The Pentagon's Imaginary War with Russia
The Pentagon and their vendors of ultra-expensive superweapon systems (General Dynamics, Lockheed, Northrop Grumman, etc.) are a hammer searching for a nail.
Having rediscovered the theoretical impossibility of winning a guerrilla war in the Middle East, after first discovering this fact in Vietnam, they are turning their attention to the tried and true enemy of the 20th century: Russia. Fighting a regular army that can issue strategically valid surrender must seem fresh and invigorating to the planners and politicians that are guaranteed to do exactly none of the fighting and dying on the battlefield. Russia is a respectably scary enemy, and if they are portrayed as threatening the livelihoods of Americans by the US body-politic, then there is no doubt that more tax money can be squeezed from a spineless Congress, into the coffers of the war machine, and onward into their campaign coffers.
Exactly nothing geopolitically has changed since 1991 when the Soviet Union collapsed as far as our relationship with Russia. They have enough nukes to destroy the United States, and we have enough nukes to destroy them. This same stalemate has existed since approximately 1965, and no useful means of defense against intercontinental ballistic missiles has been deployed. Simply enough, each country mutually assures the other's destruction.
Despite no change in the strategic landscape, newspapermen and politicians wonder aloud how we will contain the Russian threat to Europe, and wax hysterical about conventional weapons systems and whether or not ours measure up to theirs. Is there a plausible scenario in which a Russian tank will actually be forced to fight head to head with a US tank? Would this happen before nuclear weapons are falling? After? If nuclear weapons fall at any point, does it matter what kind of fighter jet anyone has?
Seeing no need to consider these questions, the US government contracted a stealth destroyer be constructed, and has been in the midst of an enormously expensive procurement project for the F-35 joint strike fighter for as long as I can remember. It's operational effectiveness is questioned by everyone, and its usefulness claimed by no one. It is an albatross, and may end up costing the taxpayer a trillion dollars. Even a good jet is useless in a nuclear war, much less a bad one.

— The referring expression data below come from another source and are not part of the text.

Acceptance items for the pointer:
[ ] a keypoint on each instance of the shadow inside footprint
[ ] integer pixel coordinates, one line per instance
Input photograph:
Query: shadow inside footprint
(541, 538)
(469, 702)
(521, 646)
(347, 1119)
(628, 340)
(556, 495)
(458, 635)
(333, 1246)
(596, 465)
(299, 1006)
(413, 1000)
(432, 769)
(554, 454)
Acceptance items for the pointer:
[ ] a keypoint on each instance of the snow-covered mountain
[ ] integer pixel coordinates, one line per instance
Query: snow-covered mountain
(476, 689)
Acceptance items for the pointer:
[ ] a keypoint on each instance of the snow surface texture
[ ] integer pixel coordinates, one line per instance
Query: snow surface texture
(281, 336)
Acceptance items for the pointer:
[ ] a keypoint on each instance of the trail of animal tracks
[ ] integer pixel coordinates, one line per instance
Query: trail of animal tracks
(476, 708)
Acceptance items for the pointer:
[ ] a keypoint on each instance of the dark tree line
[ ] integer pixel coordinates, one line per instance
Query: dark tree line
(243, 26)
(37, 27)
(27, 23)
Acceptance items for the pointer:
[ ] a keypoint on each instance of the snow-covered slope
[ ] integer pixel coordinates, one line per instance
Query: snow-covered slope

It is an atrocious case of normalcy bias. The Air Force buys better planes that its stated enemy. The Navy plans for battle with the ships belonging to its stated enemy. The Army plans for battles involving tanks and men because they have tanks and men to fight with. If either the US or Russian government ever face an existential crisis, where the politicians themselves face annihilation, the nuclear weapons will come out. Everything else is a sideshow.
There is no point in fighting a war where there is no chance of winning, and if, after 40 years of the Cold War the US and Soviet Union never crossed swords, what is the likelihood that the tinker-toy weapons systems of today will ever be used against the Russians in the future? Cold War doctrine was always calculated based one-hundred percent on nuclear capability, and nothing has changed since. A tank is like a dust-mite in comparison to an H-bomb; an aircraft carrier a match box, still.
But even fake wars have real costs. Another Cold War with Russia will waste the labor of untold millions, and worst of all it will be labor of our best and brightest. Scientists and engineers who could otherwise be building bridges and eradicating diseases will instead be tasked with designing glorified fishing boats and ATVs for a generation of men trained to fight a war that cannot possibly occur against an enemy that will vaporize them or be vaporized long before the two sides ever meet. The material and genius already wasted in fighting the Soviet bogeyman is practically incalculable, as the progress we would have enjoyed daily is instead locked up in a boneyard of rusting airplanes in Arizona. The life's work of thousands of brilliant minds, brilliant airframes with fabulous designs, never used, wasting away in the desert. Another Cold War will cost us the billions it cost before, but it will also cost us in the peacetime technological advances that bring us all a better life.
No nuclear power has ever been invaded, and it is difficult to imagine the circumstances under which a nuclear power would tolerate defeat when it could be avoided at the touch of a button. To envision a second Cold War to be any different is absurd, and to waste the labors of the United States in preparing for an imaginary conventional war will certainly cause more damage to the country than it could ever prevent.